The mustard cress sandwich is an exercise in austerity, a tea-tray sandwich whose entire content is a thin mat of tiny peppery shoots. Mustard and cress is the seedling crop snipped young, a tangle of pale stems and small green leaves with a clean, sharp, faintly hot bite, laid in a single thin layer on soft buttered white bread. There is nothing else by design. The sandwich is not built to fill or to satisfy hunger; it is built to provide a small, sharp, fresh note on a plate of other small things, which is why it belongs to the afternoon tea tradition rather than the lunch tin. Its restraint is the whole identity.
The craft is proportion and the bread. The shoots are delicate and watery and would bruise to a smear under any pressure, so they are laid in an even thin layer, never piled, and the bread is cut thin and soft so it does not overwhelm a filling that has almost no substance of its own. Butter spread to the edges is structural here as much as flavour: it waterproofs the crumb against the slight moisture the cress carries and it supplies the only fat and salt in an otherwise lean sandwich, the counter that stops the pepper of the shoots reading as thin and green. Crusts are trimmed and the sandwich is cut into fingers, because a crust would resist a filling that is meant to offer no resistance at all, and the form depends on nothing in it fighting back.

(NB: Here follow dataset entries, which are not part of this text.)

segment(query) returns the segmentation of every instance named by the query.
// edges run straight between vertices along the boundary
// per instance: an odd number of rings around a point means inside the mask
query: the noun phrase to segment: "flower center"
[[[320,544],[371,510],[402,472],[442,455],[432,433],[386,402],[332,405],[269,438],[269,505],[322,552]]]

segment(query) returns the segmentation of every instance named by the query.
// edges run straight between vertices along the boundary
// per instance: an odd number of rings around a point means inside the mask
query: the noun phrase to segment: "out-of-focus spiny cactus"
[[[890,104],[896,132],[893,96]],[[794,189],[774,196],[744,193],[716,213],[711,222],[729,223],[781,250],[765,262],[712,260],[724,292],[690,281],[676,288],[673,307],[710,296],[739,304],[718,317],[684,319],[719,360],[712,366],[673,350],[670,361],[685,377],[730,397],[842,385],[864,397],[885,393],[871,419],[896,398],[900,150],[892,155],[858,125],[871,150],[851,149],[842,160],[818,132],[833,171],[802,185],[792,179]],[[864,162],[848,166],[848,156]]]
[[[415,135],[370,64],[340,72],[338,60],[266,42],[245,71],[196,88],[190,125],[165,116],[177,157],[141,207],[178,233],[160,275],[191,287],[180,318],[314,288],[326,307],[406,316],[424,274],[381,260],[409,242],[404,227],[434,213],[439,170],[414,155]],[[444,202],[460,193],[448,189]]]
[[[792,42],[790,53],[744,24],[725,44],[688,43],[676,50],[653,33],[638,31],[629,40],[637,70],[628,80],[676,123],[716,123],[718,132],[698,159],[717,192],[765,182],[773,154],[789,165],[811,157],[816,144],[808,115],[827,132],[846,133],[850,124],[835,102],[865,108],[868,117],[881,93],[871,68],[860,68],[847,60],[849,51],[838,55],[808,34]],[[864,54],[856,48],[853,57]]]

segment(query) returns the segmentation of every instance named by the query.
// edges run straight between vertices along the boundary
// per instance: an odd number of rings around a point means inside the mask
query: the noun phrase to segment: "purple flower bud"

The variations stay inside the crustless, restrained frame. Egg and cress binds the shoots into chopped egg so the pepper cuts the richness; cress with cucumber doubles the cool fresh note; a thin layer over cream cheese turns the butter into a tangier base. Each tips it toward a named tea-tray build with its own logic, and those deserve their own articles rather than being crowded in here.